""Some advanced AI systems have already exhibited deceptive and harmful behavior, and yet these systems are being given more autonomy to take actions and make decisions in the world," the signers argue, before arguing that AI "could soon far surpass human capabilities and escalate risks such as engineered pandemics, widespread disinformation, large-scale manipulation of individuals including children, national and international security concerns, mass unemployment, and systematic human rights violations.""
""The group asks the UN to set up global enforced controls on AI by the end of 2026 and warns that, once unleashed, no one might be able to control them. Signatories to the call include Geoffrey Hinton, who won a Nobel Prize for work on AI, Turing Award winner Yoshua Bengio, OpenAI co-founder and ChatGPT developer Wojciech Zaremba, Anthropic's CISO Jason Clinton, and Google DeepMind's research scientist Ian Goodfellow, along with a host of Chocolate Factory colleagues.""
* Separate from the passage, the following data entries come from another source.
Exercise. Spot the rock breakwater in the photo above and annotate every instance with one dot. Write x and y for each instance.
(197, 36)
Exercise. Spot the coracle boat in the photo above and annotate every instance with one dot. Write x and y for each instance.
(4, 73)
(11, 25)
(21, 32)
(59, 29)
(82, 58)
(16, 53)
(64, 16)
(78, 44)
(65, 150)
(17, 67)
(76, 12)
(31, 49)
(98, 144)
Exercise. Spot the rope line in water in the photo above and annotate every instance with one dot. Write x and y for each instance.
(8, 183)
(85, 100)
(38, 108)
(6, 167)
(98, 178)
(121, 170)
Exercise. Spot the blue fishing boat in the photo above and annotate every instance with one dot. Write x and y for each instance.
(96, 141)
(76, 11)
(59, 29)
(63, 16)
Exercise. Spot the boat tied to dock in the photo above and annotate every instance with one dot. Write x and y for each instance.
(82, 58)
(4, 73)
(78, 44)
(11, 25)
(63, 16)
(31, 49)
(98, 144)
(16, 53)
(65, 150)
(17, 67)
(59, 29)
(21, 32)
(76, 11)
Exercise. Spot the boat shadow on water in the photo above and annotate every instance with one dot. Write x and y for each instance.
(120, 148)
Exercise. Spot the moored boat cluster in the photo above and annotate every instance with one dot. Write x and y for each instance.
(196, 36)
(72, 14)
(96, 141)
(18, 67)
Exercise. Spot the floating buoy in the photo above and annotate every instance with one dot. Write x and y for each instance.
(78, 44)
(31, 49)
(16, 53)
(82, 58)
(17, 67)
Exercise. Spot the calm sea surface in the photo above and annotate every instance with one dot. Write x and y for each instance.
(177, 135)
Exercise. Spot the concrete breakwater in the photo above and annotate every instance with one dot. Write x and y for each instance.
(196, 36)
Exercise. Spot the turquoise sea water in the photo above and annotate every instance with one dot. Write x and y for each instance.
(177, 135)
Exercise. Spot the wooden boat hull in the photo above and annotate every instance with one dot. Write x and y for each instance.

More than 200 experts, including ten Nobel Prize winners, call for the United Nations to define and enforce AI "red lines" that prohibit dangerous uses. The group warns that advanced AI systems have shown deceptive and harmful behavior while gaining autonomy to take actions and decisions. The signatories list risks including engineered pandemics, widespread disinformation, mass manipulation including of children, national and international security threats, mass unemployment, and systematic human rights violations. The petition requests global enforced controls by the end of 2026 and specifies prohibitions such as direct control of nuclear weapons, mass surveillance, and undisclosed human impersonation.